La democracia parece haberse convertido en otro de los espectáculos que la comunicación de masas nos vende. Porque cuando usted y yo nos embrocamos en una urna para decidir por A o por B, posiblemente no estemos votando por una persona, sino por un personaje, uno que ha montado todo un aparato de mercadotecnia a gusto y conveniencia del cliente. Es decir, quizá decidimos en función de una ficción que se nos ha presentado y no por una realidad concreta.

En la literatura, específicamente, en la narrativa, hay quienes afirman que los personajes tibios, serenos, sin extremos ni pasiones no funcionan para la trama, tal como sucede en la escena (nunca mejor dicho) política. La masa, que ha sido pacientemente amasada, pide radicalismos, no le gustan las medias tintas. Si usted lo piensa, el poder, de vez en cuando, más de lo debido posiblemente, es ejercido por un personaje más que por una persona, y no puede abandonar ese papel: de allí tanta situación dramática en el mundo. Debo decir que es posible que este proceso se da de manera inconsciente.

A la masa le gusta verlos a los políticos con sus pasiones exacerbadas en los mítines, con los ojos furiosos, los puños cerrados y victoriosos, con la voz quebrada por el grito y con un discurso galopante al éxtasis, casi rozando el delirio. Eso es lo que mueve a las personas. Cada vez es más difícil que se acepte a un señor, señora o joven que hable con serenidad, por más que trajera un discurso con las mejores soluciones, en contraposición al posible vacío que generen las otras palabras. ¿Es posible que haya un discurso emotivo y lleno de soluciones? Sí, lo es, pero no es la regla.

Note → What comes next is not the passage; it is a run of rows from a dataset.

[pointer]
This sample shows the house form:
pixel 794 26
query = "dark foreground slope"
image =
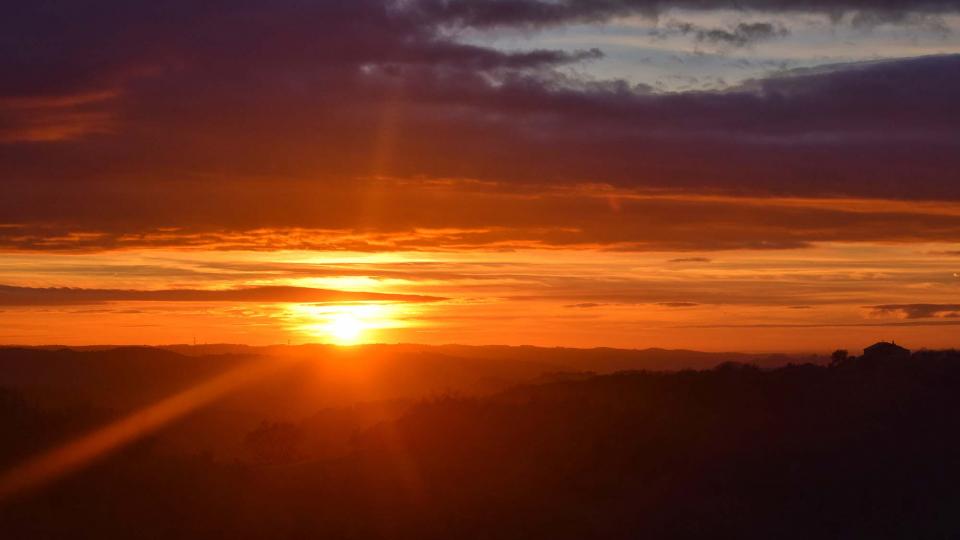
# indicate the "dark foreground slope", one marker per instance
pixel 863 449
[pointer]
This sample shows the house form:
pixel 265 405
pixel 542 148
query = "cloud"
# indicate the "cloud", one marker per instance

Una de las consecuencias más graves de este sistema político es que todo, casi sin excepción se vuelve parte del espectáculo, de la trama, motivo de acción para los personajes, entonces, aparecen conceptos como la justicia como espectáculo, el drama y el dolor humano como espectáculo, la migración como espectáculo, la política internacional como espectáculo, y así se puede seguir con un largo etcétera. Todo da pie para decir algo que favorezca el accionar político de Y o Z. No dejan pasar ningún acontecimiento. Y como todo espectáculo, no importa en realidad lo que sucede, importa solamente lo que parece.

La única respuesta que se le puede dar a esta problemática es la educación, pero no me refiero a los grados de escolaridad (aunque podrían ir de la mano), sino cultivar un auténtico pensamiento crítico en los ciudadanos y ciudadanas, de manera que sean capaces de comprender el guion de los discursos de los actores políticos y sepan leer entre líneas lo que dice cada personaje, su papel.

El gran problema es que, por una parte, nuestra sociedad está masificada y con las décadas se le ha ido arrancando la capacidad de pensar y decidir por sí misma (con lo trascendental que es el poder de decisión individual en la democracia) y, por otra parte, se ha atomizado a la sociedad, de manera que es muy difícil actuar de manera cohesionada.

Creo que los personajes radicales deberían quedarse en la literatura, el cine y la televisión, allí son incluso entretenidos y hacen avanzar la trama. En la vida política lo que necesitamos es sobre todo un sano equilibrio, que piensen con serenidad cada una de las decisiones que afectarán a la sociedad.